MIT is a very odd place. It sits right in the crack between Big Business and Big Science, and it seems to lean cyclically from one side to another over time. Since the big financial panic of a couple of years ago, the balance has shifted over to the people who tend to view the Institute as a place that produces “knowledge products” (primarily scientific) as opposed to it being a school who’s purpose is to educate scientists so that they can do research. Of course, I am, and have always been since my days at UMass, very much in the later camp of this dichotomy and this increasingly puts me into conflict with the ethos of the environment in which I work.
Plus, with the more corporate atmosphere we have the phenomenon of more people telling me what to do. I don’t like this. I never did. And my personal tolerance isn’t getting any better as I get older. Since I have managed to get this far doing what I do, I expect that the higher ups should trust me to do my job, but people want to “manage” me and have me document every little thing that I do for the higher ups (since, I guess, they have no reason for existence without going over “data” about my and my colleague’s activities). Not to put too fine a point on it, but this sucks. The only question is if I will get so sick of this over time if it doesn’t stop that I will have to find somewhere else to do the act for a few years until I retire. At this point, I don’t know the answer to this question.
Well, it was nail biter up until the end in November, but, to paraphrase Winston Churchill, “Americans will always do the right thing, right after they’ve tried everything else.” Am I ecstatic that Barak Obama is again going to be President of the US for four years? Given the record of the past four years, not so much. But then there was the alternative.

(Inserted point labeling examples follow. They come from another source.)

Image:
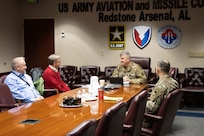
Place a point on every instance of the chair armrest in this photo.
(127, 127)
(8, 105)
(154, 117)
(51, 90)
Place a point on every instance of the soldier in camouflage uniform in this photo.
(129, 70)
(163, 87)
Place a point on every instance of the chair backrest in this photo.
(167, 111)
(2, 78)
(36, 73)
(86, 128)
(145, 63)
(134, 118)
(5, 95)
(173, 72)
(194, 77)
(111, 123)
(66, 72)
(109, 71)
(87, 71)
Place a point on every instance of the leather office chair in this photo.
(111, 123)
(7, 100)
(173, 72)
(85, 74)
(86, 128)
(134, 117)
(68, 74)
(163, 119)
(145, 63)
(192, 86)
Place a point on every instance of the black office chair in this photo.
(7, 100)
(86, 128)
(111, 123)
(134, 117)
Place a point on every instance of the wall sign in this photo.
(169, 36)
(141, 35)
(117, 37)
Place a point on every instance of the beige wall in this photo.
(86, 39)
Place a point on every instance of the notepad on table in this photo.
(107, 98)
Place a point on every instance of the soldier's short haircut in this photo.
(52, 58)
(125, 53)
(164, 65)
(17, 61)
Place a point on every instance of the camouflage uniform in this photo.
(162, 88)
(133, 71)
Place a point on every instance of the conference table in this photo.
(54, 120)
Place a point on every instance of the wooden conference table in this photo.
(56, 120)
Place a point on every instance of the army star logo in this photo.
(117, 37)
(116, 34)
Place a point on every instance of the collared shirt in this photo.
(133, 71)
(53, 68)
(22, 90)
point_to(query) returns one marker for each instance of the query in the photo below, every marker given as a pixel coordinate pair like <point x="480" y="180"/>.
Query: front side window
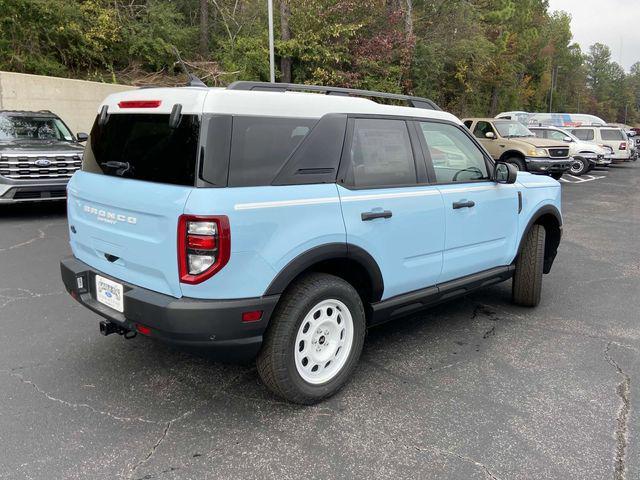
<point x="512" y="129"/>
<point x="261" y="145"/>
<point x="29" y="128"/>
<point x="585" y="134"/>
<point x="481" y="129"/>
<point x="612" y="135"/>
<point x="380" y="154"/>
<point x="538" y="133"/>
<point x="454" y="156"/>
<point x="557" y="135"/>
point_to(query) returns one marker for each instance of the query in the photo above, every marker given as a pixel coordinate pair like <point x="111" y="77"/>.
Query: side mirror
<point x="505" y="173"/>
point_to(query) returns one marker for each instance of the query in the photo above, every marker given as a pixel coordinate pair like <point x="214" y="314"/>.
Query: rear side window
<point x="261" y="145"/>
<point x="612" y="135"/>
<point x="584" y="134"/>
<point x="380" y="154"/>
<point x="144" y="147"/>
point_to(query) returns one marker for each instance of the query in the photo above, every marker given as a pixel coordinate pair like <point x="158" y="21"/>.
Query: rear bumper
<point x="213" y="327"/>
<point x="548" y="165"/>
<point x="13" y="191"/>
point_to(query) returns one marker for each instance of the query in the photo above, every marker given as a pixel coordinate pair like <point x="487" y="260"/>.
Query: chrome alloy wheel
<point x="578" y="166"/>
<point x="324" y="341"/>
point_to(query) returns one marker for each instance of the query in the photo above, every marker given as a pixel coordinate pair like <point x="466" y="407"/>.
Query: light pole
<point x="272" y="71"/>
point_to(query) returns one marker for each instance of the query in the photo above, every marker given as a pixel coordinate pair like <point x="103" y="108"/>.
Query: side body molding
<point x="324" y="253"/>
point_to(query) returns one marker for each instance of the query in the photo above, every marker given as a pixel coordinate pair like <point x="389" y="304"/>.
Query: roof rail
<point x="416" y="102"/>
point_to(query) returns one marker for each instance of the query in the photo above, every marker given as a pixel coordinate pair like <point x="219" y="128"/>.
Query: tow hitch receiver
<point x="107" y="328"/>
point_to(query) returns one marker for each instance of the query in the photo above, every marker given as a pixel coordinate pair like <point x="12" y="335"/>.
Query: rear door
<point x="481" y="215"/>
<point x="389" y="209"/>
<point x="123" y="208"/>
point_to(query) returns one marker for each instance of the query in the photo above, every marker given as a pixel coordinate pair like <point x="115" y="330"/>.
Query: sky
<point x="615" y="23"/>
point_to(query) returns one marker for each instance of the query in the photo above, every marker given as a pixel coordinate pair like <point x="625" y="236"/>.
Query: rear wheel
<point x="527" y="279"/>
<point x="580" y="166"/>
<point x="314" y="340"/>
<point x="518" y="163"/>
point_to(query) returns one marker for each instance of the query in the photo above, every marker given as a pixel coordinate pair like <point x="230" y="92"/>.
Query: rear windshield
<point x="144" y="147"/>
<point x="609" y="135"/>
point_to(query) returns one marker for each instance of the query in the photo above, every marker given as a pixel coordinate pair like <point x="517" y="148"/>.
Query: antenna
<point x="193" y="80"/>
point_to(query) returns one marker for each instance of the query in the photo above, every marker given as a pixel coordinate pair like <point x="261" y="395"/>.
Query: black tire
<point x="527" y="279"/>
<point x="580" y="166"/>
<point x="276" y="360"/>
<point x="518" y="162"/>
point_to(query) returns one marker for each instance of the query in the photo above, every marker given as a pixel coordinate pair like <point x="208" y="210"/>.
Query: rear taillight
<point x="204" y="246"/>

It was hard to gauge what sort of President Mitt Romney would have been since he changed his position on everything every 5 minutes, but I have a feeling that I wouldn’t have liked any of it. It was clear that he owed much too much to the big corporations (who are people according to Mitt and probably should probably have been able to vote), people like him who have very large checkbooks, and the Delusional Right who still wants to drag us back to either the 1950’s or the 1850’s depending who you talk to. Though I missed the 1850’s, I do remember the 1950’s and they weren’t anywhere near as cool as these people seem to think – especially if you were not white, middle class, or male.
Or maybe Barak will wake up to how bad things really are (especially on the environmental front) and we’ll actually take on some of these issues before the whole country looks like the recently climate-changed Jersey shore. We’ll see how bad things have to get before Barak wakes up and whether we have a chance to pull out of the downward spiral before it becomes a crash becomes inevitable. Stay tuned.
So, it’s been a year of transitions – good and bad. It’s been a gray and hard time for us this year, but not without it’s bright moments. Of course, the truly amazing thing is that I’m still here and still, after 19 years, reporting that I’m still here. I’ve got a new wife and in a few years, if I get there, I’ll be retired and I’ll have a new life of some sort. I remain a grateful man. Thank you to all who helped me get to this point.
Of course, everyday is a new life and the Solstice reminds me of this. Things go down, but they also come back up. The gray skies do clear and the light always returns, as long as we take care of one another.
Have a great Solstice season and take care of yourself and of others.